You can use the walkChildNodes( ) function as a diagnostic tool, particularly for dynamically created HTML content. If you embed the function into the document as well as into a temporary textarea element, your content creation function can end with a call to walkChildNodes( ) to output the results to the textarea for closer inspection, and comparison against what you think the node hierarchy should be.

One last technique to be aware of is the W3C DOM TreeWalker object, which is available in Netscape 7 and later (but not in IE as of Version 6). The TreeWalker object is a live, hierarchical list of nodes that meet criteria defined by the document.createTreeWalker( ) method. The list assumes the same parent-descendant hierarchy for its items as the nodes to which its items point. The createTreeWalker( ) method describes the node where the list begins and which nodes (or classes of nodes) are exempt from the list by way of filtering.

The TreeWalker object maintains a kind of pointer inside the list (so that your scripts don't have to). Methods of this object let scripts access the next or previous node (or sibling, child, or parent node) in the list, while moving the pointer in the direction indicated by the method you chose. If scripts modify the document tree after the TreeWalker is created, changes to the document tree are automatically reflected in the sequence of nodes in the TreeWalker.

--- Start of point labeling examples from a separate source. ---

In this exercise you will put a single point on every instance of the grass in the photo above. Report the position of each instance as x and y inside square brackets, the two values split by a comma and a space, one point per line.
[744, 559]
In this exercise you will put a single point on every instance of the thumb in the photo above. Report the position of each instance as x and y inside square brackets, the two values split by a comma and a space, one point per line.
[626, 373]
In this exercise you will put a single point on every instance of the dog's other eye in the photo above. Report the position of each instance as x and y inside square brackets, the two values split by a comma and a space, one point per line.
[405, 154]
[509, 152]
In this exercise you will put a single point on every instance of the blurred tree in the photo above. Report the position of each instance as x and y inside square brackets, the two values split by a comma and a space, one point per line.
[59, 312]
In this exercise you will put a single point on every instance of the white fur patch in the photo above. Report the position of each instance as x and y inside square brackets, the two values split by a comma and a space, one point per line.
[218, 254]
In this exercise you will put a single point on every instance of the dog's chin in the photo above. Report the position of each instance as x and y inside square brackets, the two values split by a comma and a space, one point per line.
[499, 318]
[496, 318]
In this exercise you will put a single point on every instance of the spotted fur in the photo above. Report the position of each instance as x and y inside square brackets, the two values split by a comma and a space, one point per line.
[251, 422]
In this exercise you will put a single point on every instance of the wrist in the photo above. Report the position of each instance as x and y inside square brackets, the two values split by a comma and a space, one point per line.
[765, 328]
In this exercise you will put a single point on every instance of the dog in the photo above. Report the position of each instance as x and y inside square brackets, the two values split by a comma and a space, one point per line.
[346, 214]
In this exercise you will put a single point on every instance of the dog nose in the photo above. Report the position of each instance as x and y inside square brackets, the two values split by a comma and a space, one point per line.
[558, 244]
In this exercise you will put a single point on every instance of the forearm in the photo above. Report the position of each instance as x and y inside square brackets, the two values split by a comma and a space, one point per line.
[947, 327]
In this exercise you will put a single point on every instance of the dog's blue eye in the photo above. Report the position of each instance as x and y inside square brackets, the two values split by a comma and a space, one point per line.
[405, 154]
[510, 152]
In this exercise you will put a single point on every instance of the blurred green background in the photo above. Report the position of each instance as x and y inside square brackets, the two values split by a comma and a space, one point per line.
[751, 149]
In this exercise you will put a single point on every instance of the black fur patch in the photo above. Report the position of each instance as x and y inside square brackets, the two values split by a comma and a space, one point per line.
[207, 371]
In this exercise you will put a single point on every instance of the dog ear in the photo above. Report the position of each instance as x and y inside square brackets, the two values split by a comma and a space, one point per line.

While fully usable in an HTML document, the TreeWalker can be even more valuable when working with an XML data document. For example, the W3C DOM does not provide a quick way to access all elements that have a particular attribute name (something that the XPath standard can do easily on the server). But you can define a TreeWalker to point only to nodes that have the desired attribute and quickly access those nodes sequentially (i.e., without having to script more laborious looping through all nodes in search of the desired elements). For example, the following filter function allows only those nodes that contain the author attribute to be a member of a TreeWalker object:

function authorAttrFilter(node) {
    if (node.hasAttribute("author")) {
        return NodeFilter.FILTER_ACCEPT;        
    }
    return NodeFilter.FILTER_SKIP;
}

A reference to this function becomes one of the parameters to a createTreeWalker( ) method that also limits the list to element nodes:

var authorsOnly = document.createTreeWalker(document, NodeFilter.SHOW_ELEMENT, 
                  authorAttrFilter, false);

You can then invoke TreeWalker object methods to obtain a reference to one of the nodes in the list. When you invoke the method, the TreeWalker object applies the filter to candidates relative to the current position of the internal pointer in the direction indicated by the method. The next document tree node to meet the method and filter criteria is returned. Once you have that node reference, you can access any DOM node property or method to work with the node, independent of the items in the TreeWalker list.

14.17.4 See Also

Recipe 1.1 for concatenating string segments to build long strings.